I've not heard them with a peavey but I have a rule about greenbacks: they may not be the best choice with a given amp but they will never be the worst choice you can make. They're very neutral and like gtone said will smooth any harshness the amp has. As picking speakers is often a shot in the dark if you're worried about getting something you'll hate I'd say greenbacks are the way to go.


----------



## dradlin (Feb 27, 2010)

Greenbacks are rated at 25w and the Classis 30 rated at 30w. A 65w or 75w Creamback might be a consideration, which are intended to be a higher powered version of the Greenback.

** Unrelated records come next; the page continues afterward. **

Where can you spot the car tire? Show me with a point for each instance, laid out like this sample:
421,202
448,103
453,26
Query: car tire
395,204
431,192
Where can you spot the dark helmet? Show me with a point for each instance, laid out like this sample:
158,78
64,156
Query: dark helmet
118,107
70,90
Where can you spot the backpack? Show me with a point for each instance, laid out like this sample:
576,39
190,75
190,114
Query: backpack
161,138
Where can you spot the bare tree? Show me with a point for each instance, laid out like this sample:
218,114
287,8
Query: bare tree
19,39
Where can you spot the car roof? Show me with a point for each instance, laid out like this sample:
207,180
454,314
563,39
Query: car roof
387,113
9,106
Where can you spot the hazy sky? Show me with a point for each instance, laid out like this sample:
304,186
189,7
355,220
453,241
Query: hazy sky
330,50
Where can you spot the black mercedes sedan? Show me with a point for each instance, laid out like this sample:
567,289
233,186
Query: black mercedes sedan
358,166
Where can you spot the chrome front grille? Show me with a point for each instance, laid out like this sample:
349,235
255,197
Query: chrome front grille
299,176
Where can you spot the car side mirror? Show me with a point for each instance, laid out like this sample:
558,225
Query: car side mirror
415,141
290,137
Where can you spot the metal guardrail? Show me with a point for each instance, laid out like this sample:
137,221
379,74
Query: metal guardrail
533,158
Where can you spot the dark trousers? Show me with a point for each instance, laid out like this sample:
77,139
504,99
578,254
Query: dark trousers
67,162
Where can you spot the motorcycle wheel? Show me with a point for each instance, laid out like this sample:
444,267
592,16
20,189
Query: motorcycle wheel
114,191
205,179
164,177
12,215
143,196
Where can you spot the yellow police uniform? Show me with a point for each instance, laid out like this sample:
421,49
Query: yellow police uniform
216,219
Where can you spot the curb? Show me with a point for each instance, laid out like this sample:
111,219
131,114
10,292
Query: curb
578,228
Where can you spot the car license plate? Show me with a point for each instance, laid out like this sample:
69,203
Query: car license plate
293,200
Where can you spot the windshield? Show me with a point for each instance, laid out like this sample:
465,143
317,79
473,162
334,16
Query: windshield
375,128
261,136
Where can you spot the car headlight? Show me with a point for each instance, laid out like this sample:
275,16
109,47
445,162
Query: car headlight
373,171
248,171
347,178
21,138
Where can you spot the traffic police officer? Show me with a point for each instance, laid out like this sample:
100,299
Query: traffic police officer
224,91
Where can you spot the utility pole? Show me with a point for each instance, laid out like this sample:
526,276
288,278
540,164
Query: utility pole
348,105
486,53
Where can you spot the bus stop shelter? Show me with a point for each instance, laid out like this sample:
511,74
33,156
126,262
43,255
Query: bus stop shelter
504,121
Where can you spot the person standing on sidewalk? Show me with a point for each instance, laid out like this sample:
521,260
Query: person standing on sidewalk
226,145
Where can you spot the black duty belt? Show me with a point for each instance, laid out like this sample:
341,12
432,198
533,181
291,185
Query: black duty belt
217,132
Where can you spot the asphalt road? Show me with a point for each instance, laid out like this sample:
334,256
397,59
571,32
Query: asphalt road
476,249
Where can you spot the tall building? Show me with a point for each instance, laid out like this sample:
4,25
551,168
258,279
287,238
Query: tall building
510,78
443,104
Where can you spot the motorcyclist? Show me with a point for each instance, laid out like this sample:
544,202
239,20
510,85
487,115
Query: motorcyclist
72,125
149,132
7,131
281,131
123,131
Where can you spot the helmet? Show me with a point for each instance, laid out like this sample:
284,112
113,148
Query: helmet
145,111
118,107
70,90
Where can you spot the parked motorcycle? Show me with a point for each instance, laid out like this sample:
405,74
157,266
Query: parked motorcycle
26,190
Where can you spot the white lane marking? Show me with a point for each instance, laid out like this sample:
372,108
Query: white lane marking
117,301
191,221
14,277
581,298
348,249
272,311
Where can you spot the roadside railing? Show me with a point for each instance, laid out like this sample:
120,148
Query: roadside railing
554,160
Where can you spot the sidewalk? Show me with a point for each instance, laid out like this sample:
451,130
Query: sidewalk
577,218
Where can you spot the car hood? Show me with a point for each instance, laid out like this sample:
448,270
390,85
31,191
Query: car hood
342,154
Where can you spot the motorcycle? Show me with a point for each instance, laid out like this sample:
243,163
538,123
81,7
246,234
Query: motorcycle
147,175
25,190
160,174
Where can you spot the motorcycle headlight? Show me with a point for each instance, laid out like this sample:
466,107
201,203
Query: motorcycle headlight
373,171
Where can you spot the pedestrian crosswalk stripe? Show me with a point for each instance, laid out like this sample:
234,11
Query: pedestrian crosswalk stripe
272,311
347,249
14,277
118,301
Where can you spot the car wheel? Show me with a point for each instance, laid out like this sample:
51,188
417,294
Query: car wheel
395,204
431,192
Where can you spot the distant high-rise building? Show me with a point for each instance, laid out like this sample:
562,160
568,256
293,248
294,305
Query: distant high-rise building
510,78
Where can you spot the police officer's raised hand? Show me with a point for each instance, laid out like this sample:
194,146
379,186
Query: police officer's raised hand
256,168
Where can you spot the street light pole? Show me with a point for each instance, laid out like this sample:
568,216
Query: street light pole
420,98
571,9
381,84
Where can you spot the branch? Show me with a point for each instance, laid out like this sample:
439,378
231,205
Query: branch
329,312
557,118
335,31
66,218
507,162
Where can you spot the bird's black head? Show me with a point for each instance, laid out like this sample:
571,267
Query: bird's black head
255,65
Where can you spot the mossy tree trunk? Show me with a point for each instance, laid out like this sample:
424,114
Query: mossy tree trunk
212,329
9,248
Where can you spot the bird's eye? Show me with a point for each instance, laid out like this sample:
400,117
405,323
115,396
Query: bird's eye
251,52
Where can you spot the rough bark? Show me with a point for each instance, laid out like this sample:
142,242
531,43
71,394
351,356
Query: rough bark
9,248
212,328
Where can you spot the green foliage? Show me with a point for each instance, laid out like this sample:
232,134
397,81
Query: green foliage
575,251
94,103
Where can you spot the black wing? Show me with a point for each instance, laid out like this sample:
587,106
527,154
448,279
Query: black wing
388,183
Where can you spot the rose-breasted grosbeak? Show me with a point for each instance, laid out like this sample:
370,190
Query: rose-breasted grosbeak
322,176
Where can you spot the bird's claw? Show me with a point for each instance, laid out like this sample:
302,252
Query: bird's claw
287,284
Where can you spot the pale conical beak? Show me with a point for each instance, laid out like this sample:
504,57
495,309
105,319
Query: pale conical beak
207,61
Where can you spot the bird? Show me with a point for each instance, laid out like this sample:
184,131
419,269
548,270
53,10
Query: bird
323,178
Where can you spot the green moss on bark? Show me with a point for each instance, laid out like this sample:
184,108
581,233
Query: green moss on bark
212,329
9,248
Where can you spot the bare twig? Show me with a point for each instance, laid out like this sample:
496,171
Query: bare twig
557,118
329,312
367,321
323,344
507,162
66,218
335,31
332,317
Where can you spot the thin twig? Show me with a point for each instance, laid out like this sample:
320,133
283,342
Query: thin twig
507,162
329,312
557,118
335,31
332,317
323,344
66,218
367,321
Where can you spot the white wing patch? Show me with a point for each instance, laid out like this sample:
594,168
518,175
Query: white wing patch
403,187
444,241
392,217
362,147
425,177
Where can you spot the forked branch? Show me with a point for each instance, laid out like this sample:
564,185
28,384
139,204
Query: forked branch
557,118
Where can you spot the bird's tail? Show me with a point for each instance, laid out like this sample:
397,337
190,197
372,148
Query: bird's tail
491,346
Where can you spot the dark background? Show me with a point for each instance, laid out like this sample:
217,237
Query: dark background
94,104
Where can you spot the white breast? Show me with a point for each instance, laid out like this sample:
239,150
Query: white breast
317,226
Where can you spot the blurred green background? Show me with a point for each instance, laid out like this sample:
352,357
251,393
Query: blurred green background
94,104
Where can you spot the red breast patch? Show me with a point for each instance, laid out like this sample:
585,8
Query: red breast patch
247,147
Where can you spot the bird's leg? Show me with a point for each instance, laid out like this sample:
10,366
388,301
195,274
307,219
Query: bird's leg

Edit: But 25w would be fine in 2x12 cab as you intend (missed that).


----------



## WCGill (Mar 27, 2009)

Weber Silver Bell hemp cone sounds excellent in the Peavey.


----------



## TWRC (Apr 22, 2011)

I'm actually convinced that the Silver Bell sounds good in everything. 



WCGill said:


> Weber Silver Bell hemp cone sounds excellent in the Peavey.


----------



## Chito (Feb 17, 2006)

Can't help with the Greenbacks as I have never tried one. But for the Classic 30, I exchanged emails with Ted Weber before he passed away, and he recommended the Weber Blue Dog Ceramic. That's what I have in it now and it's the best one I've tried with it. I also use an extension cab with the original Blue Marvel speaker. Which I thought was harsh sounding, actually sounded good in a closed cab.


----------